As police surveyed the destruction and questioned suspects on Sunday afternoon, Brooks, who has lived in the mixed Jewish, Arab and Christian neighborhood for the last three years, said such a spectacle has become increasingly commonplace over the last three weeks.
Every night, since the kidnapping and murder of Mohammed Abu Khdeir on July 2, Brooks said, rioting or random violence has plagued the normally picturesque community known as a model for Jewish and Arab coexistence.
“They come out late at night, usually after 1:30 a.m., and shoot bullets into the air, throw Molotov cocktails at cars and rocks at homes, and it’s sad because there are very good people here,” she said.
“And look, you see how beautiful it is?” Indeed, with sweeping views of Jerusalem amid a mosaic of colorful flora, Abu Tor at first glance can appear to be a haven far removed from the deterioration that has defined many other Arab neighborhoods within the capital.
However, scattered rocks on the street and sidewalks thrown at homes late at night by groups of young Arab vandals, compounded by the remains of firebombs and shattered glass, have created the visage of a borderline war zone in small swaths of the community.
Brooks, who made aliya from Connecticut five years ago with her husband, legendary bassist Harvey Brooks, who has performed and recorded with Bob Dylan and Jimi Hendrix, lives in a building only a few hundred meters away from the latest destruction.
“Arabs and Jews normally live peacefully here, but it’s not the way it should be, because when push comes to shove it becomes tribal,” she said.
“At night I tell Harvey: ‘Don’t stand next to the windows,’ and ‘If we have to, we’ll move the bed into the hallway.’” While the Brookses live in relative safety off Hebron Road, a main artery cutting through Jerusalem, their friend Joe Korson, a married father of two girls, is not as fortunate.

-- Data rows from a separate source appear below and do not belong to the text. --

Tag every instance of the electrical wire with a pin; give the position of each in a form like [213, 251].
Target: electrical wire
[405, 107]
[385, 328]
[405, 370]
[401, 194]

“My apartment has been a target since I’ve moved here,” said Korson – who lives deeper within the community – while seated in the Brookses’ living room. “My car’s windows have been shattered four times, the tires slashed, and stones are regularly thrown at my apartment.
My second week here we had a firebomb thrown into our garden, which created a flood in the house.”
He continued: “I had a neighbor who couldn’t handle it anymore, had a nervous breakdown and moved out.”
Korson, who initiated a neighborhood watch several weeks ago, said the violence has swelled considerably since the Abu Khdeir murder, rioting in the West Bank and east Jerusalem, and the war in Gaza.
“Usually it’s quiet until 11:30 p.m.,” he said. “Then, first you hear the gunshots and fireworks, then the dumpsters being moved to block the street, which are then set on fire, then the shouting of ‘Allah Akbar,’ and then rocks and Molotov cocktails being thrown.”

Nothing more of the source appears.